Unease is spreading across the financial world as concerns about the stability of Silicon Valley Bank prompt prominent venture capitalists including Peter Thiel’s Founders Fund to advise startups to withdraw their money.
The turmoil followed a surprise announcement from Santa Clara, California-based SVB that it was issuing $2.25 billion of shares to bolster its capital position after a significant loss on its investment portfolio. The stock plunged 63% in premarket trading in New York on Friday before trading in the bank’s parent was halted with news pending. They declined 60% the day before. Its bonds posted record declines, igniting a broad selloff in bank shares around the world.
In the US, Thursday was the worst day for the KBW Bank Index since June 2020, as its members shed more than $90 billion of value. The biggest banks in Europe lost more than $40 billion from their market capitalizations on Friday.
Founders Fund asked its portfolio companies to move their money out of SVB, according to a person familiar with the matter who asked not to be identified discussing private information. Coatue Management, Union Square Ventures and Founder Collective also advised startups to pull cash, people with knowledge of the matter said. Canaan, another major VC firm, told firms it invested in to remove funds on an as-needed basis, according to another person.
CEO asks to ‘stay calm’
SVB Financial Group Chief Executive Officer Greg Becker held a conference call on Thursday advising clients of SVB-owned Silicon Valley Bank to “stay calm” amid concern about the bank’s financial position, according to a person familiar with the matter.
Becker held the roughly 10-minute call with investors at about 11:30 a.m. San Francisco time. He asked the bank’s clients, including venture capital investors, to support the bank the way it has supported its customers over the past 40 years, the person said.
Representatives for Founders Fund, Coatue and Union Square Ventures declined to comment. Representatives for Silicon Valley Bank, Canaan and Founder Collective didn’t immediately respond to requests for comment.
In its note to companies, Founder Collective said: “Over the long term, we don’t believe that deposits are likely at risk, but the shorter term is hard to predict.”
Garry Tan, the president and CEO of Y Combinator, warned its network of startups that solvency risk is real and implied they should consider limiting their exposure to the lender.
“Anytime you hear problems of solvency in any bank, and it can be deemed credible, you should take it seriously and prioritize the interests of your startup by not exposing yourself ,” Tan wrote in a post viewed by Bloomberg News.
A representative for Y Combinator declined to comment.
Another firm, Activant Capital, sent emails and texts to its portfolio company CEOs encouraging them to transfer their SVB balances to other lenders, and is helping some move capital to First Republic Bank, CEO Steve Sarracino said.

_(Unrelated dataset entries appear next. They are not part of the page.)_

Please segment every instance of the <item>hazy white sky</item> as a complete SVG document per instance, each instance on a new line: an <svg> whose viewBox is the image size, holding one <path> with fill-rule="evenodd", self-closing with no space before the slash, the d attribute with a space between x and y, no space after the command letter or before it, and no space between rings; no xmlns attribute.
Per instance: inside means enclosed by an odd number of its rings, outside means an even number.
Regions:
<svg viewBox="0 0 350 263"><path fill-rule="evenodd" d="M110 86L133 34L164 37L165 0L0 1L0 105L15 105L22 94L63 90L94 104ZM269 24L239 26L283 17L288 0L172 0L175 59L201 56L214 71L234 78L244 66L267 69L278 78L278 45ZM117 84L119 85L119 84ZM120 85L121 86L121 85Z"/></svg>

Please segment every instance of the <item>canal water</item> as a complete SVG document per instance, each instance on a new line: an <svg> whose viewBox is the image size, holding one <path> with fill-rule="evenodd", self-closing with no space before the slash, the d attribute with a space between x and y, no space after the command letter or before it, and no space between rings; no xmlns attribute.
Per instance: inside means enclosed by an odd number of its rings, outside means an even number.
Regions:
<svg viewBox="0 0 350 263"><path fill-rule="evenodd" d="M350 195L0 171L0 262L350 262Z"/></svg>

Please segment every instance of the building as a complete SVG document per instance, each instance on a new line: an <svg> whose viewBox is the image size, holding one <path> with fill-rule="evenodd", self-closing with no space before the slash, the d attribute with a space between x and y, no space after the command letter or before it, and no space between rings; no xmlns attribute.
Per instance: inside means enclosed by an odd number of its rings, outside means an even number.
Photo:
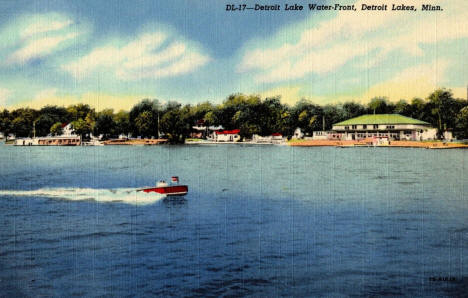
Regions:
<svg viewBox="0 0 468 298"><path fill-rule="evenodd" d="M239 142L241 137L239 135L240 129L233 130L218 130L212 135L215 142Z"/></svg>
<svg viewBox="0 0 468 298"><path fill-rule="evenodd" d="M325 133L325 132L324 132ZM386 137L389 140L423 141L437 138L437 129L430 123L399 114L362 115L333 125L327 139L340 135L342 140ZM451 139L451 133L444 135Z"/></svg>
<svg viewBox="0 0 468 298"><path fill-rule="evenodd" d="M293 139L302 139L304 137L304 133L302 132L300 127L297 127L294 130L294 134L292 136Z"/></svg>
<svg viewBox="0 0 468 298"><path fill-rule="evenodd" d="M216 130L222 130L224 127L221 125L218 126L206 126L204 120L198 120L194 126L192 126L192 131L190 137L193 139L205 139L207 136L211 135Z"/></svg>
<svg viewBox="0 0 468 298"><path fill-rule="evenodd" d="M75 129L71 123L62 124L62 136L76 136Z"/></svg>
<svg viewBox="0 0 468 298"><path fill-rule="evenodd" d="M343 138L343 134L328 130L328 131L314 131L312 134L312 140L341 140Z"/></svg>
<svg viewBox="0 0 468 298"><path fill-rule="evenodd" d="M64 123L60 136L20 138L16 139L14 144L15 146L79 146L81 139L75 134L71 123Z"/></svg>
<svg viewBox="0 0 468 298"><path fill-rule="evenodd" d="M80 144L80 137L77 135L21 138L15 140L15 146L79 146Z"/></svg>
<svg viewBox="0 0 468 298"><path fill-rule="evenodd" d="M280 144L283 142L283 135L279 132L272 133L269 136L252 135L252 142L265 144Z"/></svg>
<svg viewBox="0 0 468 298"><path fill-rule="evenodd" d="M284 142L283 135L279 132L275 132L271 134L271 142L273 144L281 144Z"/></svg>

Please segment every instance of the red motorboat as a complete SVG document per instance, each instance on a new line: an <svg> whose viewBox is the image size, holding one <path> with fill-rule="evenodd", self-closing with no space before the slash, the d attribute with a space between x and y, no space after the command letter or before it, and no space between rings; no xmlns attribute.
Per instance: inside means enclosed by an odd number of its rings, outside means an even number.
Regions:
<svg viewBox="0 0 468 298"><path fill-rule="evenodd" d="M188 192L188 186L179 185L179 177L174 176L171 178L170 184L166 183L166 181L164 180L161 180L158 183L156 183L156 186L140 188L137 189L137 191L142 191L146 193L156 192L166 196L185 196Z"/></svg>

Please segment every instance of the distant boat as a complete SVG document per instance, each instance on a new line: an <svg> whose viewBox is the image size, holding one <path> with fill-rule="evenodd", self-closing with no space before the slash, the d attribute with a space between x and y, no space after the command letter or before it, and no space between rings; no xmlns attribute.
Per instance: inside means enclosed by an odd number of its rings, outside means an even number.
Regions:
<svg viewBox="0 0 468 298"><path fill-rule="evenodd" d="M92 139L89 142L83 142L83 145L84 146L104 146L104 143L99 140Z"/></svg>
<svg viewBox="0 0 468 298"><path fill-rule="evenodd" d="M185 196L188 193L188 186L179 185L179 177L173 176L170 184L162 180L156 183L156 186L140 188L137 191L145 193L155 192L166 196Z"/></svg>

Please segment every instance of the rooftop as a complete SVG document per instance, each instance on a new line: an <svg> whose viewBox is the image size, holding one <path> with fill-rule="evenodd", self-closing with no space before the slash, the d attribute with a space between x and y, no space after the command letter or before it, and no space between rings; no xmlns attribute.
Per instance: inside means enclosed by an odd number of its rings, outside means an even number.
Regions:
<svg viewBox="0 0 468 298"><path fill-rule="evenodd" d="M240 129L233 129L233 130L223 130L223 131L216 131L217 135L235 135L240 132Z"/></svg>
<svg viewBox="0 0 468 298"><path fill-rule="evenodd" d="M333 125L357 125L357 124L419 124L430 125L430 123L417 120L414 118L402 116L399 114L376 114L376 115L362 115L359 117L351 118Z"/></svg>

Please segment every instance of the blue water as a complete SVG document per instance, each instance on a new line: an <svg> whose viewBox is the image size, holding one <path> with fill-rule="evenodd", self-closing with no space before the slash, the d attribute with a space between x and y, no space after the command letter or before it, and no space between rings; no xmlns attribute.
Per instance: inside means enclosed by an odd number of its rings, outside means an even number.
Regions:
<svg viewBox="0 0 468 298"><path fill-rule="evenodd" d="M0 167L0 296L468 292L467 150L0 145ZM186 197L133 191L172 175Z"/></svg>

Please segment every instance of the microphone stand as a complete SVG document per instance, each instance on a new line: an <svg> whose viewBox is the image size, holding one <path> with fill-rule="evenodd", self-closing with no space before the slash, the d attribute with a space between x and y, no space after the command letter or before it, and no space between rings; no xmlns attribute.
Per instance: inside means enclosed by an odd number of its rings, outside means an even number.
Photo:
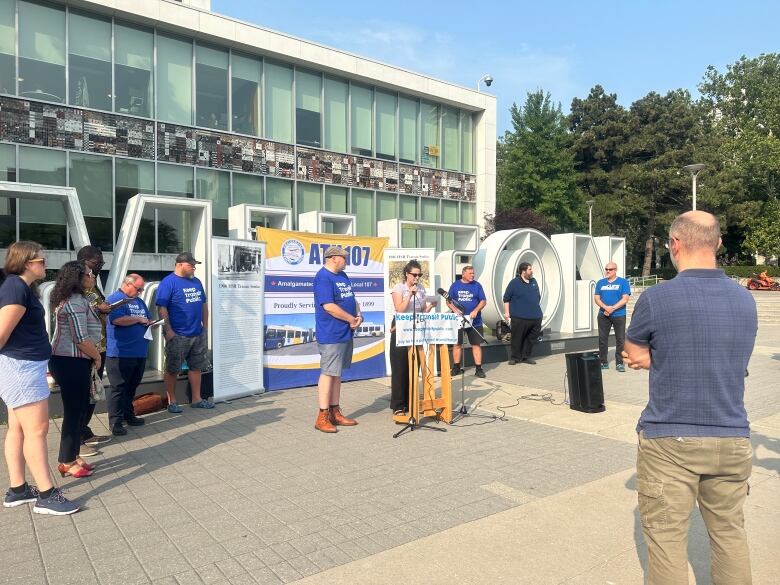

In an email Thursday morning signed by Mark Lau, head of Silicon Valley Bank’s venture practice, SVB said it had heard from many of its clients over the past 24 hours regarding questions about the company’s 8-K filing on Wednesday.
“This is a classic bank run, and when the bank run starts you don’t want to be the last guy there,” Ava Labs President John Wu said in an interview with Bloomberg Television. Wu said that his company had “already diversified” away from its reliance on Silicon Valley Bank.
A startup CEO who asked not to be identified said that his firm tried unsuccessfully throughout Thursday to withdraw millions of dollars from Silicon Valley Bank. Several other clients of the bank told Bloomberg that they were able to take out cash on Thursday without significant issues, though at one point during the day one of them couldn’t access the SVB website.
Some VCs said they were standing by the bank. “It is truly unfortunate that several GPs and companies are making a tough situation for SVB worse by pressing the panic button,” said G Squared founder Larry Aschebrook. “SVB has supported entrepreneurs and GPs at all stages of their businesses and that partnership should run both ways.”
One prominent investor, Mark Suster, warned companies against overreacting to news about the bank. “I believe their CEO when he says they are solvent,” Suster wrote.
Eileen Burbidge, founding partner at London-based Passion Capital, said she had been fielding calls from panicked founders and that it was a reminder for startups to implement a “good treasury policy,” with accounts at multiple banks. Shifting money out of SVB is, she said, “a very low-cost way to diversify against that risk.”
An email thread of more than 1,000 founders from Andreessen Horowitz was abuzz with the news on Thursday, with many encouraging each other to pull cash from the bank. At one point on the thread, General Partner David George weighed in. “Hi all,” he wrote in a post reviewed by Bloomberg. “We know you have questions about how to handle the SVB situation. We encourage you to pick up the phone and call your GP.”
Dan Scheinman, an investor who has backed companies including Zoom Video Communications Inc., said he fielded calls on Thursday from two early-stage companies in his portfolio about SVB.
“What do we know about banks you would switch to? Are they in better or worse shape?” he said he advised. “It is a pain to switch, but it is more of a pain if the bank fails.”